Edwynn Houk Gallery is pleased to exhibit thirteen limited edition 30 x 40 inch enlargement prints by Danny Lyon. The exhibition highlights a cross-section of his celebrated career of the past fifty years and it is the first time his work is being presented in this mural size. The exhibition opened this past Thursday, January 9th and runs through Saturday, February 15, with a reception for the artist on Saturday, January 11th from 2 – 4 pm.
Danny Lyon is renowned for his documentary photographs depicting the outer fringes of society: the poor, the outsiders, the underdogs, the outlaws. Continuing in the photographic tradition of Dorothea Lange and Walker Evans, he embraced the medium’s historical concern with social justice and combined his passion for activism with an instinctual talent behind the camera. In the “New Journalism” style, he immersed himself in many of the communities he documented - the Civil Rights movement, motorcycle gangs in Chicago, prisoners in Texas and poor urban communities across the Americas. By earning his subjects’ trust and turning his empathetic lens on their lives, he has captured their humanity in unsentimental images imbued with dignity, respect and often a formal elegance.
Working closely with his printer of the last twenty years, Chuck Kelton, Lyon has produced a selection of gelatin silver enlargement prints made from his original 35mm and medium-format negatives. The exhibition includes iconic images from his series The Bikeriders for which he joined an outlaw motorcycle club in Chicago. The work resulted in his first one-person show at the Art Institute of Chicago and his seminal book The Bikeriders.
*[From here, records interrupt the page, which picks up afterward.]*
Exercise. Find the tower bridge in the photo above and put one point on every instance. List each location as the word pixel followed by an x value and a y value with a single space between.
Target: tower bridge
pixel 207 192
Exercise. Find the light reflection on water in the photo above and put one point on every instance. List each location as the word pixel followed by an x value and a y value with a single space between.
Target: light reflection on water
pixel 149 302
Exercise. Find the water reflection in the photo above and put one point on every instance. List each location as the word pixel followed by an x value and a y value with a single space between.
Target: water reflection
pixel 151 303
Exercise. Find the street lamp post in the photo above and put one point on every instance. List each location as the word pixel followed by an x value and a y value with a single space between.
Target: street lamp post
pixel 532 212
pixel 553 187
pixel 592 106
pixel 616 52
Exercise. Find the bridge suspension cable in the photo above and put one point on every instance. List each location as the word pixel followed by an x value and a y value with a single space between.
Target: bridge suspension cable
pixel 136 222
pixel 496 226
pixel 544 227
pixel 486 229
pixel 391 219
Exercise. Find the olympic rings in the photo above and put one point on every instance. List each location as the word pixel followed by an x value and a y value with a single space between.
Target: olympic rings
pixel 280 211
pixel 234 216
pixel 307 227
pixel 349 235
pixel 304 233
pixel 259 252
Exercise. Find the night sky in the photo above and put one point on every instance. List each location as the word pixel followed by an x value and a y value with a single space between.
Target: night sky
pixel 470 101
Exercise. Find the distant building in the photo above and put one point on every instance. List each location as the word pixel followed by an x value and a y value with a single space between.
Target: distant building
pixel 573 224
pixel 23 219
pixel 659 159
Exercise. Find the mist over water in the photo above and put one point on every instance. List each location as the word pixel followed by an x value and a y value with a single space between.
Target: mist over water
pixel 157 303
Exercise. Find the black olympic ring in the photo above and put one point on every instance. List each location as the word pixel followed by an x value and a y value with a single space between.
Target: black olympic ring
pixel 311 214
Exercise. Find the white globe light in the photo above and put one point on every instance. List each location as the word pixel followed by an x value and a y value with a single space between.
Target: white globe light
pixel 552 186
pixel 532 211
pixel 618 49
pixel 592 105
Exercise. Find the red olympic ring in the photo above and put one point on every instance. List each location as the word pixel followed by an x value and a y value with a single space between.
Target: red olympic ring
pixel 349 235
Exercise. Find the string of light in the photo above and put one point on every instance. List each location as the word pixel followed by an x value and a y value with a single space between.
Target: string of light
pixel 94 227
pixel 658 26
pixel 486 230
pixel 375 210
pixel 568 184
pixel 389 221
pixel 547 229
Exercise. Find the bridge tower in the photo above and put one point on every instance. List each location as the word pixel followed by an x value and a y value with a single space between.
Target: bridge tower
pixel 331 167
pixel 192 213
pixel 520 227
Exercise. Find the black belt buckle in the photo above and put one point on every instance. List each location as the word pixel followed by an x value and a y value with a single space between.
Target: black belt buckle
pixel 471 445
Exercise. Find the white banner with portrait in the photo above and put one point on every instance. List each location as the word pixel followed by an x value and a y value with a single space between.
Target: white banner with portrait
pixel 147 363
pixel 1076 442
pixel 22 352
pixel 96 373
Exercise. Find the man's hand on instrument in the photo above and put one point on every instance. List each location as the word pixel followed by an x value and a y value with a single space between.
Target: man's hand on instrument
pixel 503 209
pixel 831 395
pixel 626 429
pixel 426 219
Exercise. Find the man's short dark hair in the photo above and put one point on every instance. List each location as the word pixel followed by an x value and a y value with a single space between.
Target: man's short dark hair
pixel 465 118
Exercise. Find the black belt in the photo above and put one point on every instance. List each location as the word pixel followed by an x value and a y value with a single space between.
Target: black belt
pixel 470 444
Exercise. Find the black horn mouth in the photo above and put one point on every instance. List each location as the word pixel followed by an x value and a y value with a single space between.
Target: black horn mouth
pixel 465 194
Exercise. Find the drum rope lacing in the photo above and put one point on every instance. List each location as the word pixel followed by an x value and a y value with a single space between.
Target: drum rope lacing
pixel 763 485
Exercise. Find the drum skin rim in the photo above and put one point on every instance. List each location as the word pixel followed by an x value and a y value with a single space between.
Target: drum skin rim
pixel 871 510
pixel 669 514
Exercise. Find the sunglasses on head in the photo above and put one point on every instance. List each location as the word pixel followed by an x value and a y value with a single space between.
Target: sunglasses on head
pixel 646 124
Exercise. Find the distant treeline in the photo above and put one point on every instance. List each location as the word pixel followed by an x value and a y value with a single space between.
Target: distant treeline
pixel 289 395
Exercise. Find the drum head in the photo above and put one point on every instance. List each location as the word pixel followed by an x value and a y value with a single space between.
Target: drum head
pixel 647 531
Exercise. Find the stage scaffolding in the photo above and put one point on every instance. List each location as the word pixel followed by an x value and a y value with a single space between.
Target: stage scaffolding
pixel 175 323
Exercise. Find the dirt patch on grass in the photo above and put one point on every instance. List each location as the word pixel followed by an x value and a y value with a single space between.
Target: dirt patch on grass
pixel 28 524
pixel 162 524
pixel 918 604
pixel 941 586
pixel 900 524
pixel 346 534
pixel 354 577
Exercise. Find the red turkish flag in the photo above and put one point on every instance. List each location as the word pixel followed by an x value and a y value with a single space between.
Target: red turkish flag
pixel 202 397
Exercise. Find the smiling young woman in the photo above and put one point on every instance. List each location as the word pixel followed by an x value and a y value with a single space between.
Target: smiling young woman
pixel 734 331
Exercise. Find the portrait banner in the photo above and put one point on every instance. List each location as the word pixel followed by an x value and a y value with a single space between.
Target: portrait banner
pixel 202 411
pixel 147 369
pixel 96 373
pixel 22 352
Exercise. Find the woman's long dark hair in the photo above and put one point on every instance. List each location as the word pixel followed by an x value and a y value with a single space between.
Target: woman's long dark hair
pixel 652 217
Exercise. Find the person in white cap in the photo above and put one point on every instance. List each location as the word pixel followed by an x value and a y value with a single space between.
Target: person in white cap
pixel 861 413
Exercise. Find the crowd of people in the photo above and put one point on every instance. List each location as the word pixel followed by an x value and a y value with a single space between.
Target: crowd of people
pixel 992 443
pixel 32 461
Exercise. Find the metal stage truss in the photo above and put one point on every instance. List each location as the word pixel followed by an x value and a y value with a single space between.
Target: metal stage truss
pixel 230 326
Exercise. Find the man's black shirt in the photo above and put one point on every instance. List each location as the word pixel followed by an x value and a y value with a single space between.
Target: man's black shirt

Other works in the exhibition include a haunting landscape from his time documenting the Civil Rights Movement as a staff photographer of SNCC in the early 1960’s; a bleak scene of the massive demolition sites captured in his series the Destruction of Lower Manhattan from the late 1960’s; and a stark image of prisoners playing dominos taken from overhead, from his influential series Conversations with The Dead, which exposed the brutality of prison life in Texas in the late 1960’s. Later work includes images taken in Bushwick, New York and China, as well as montages of personal images and experiments with both color and digital technology.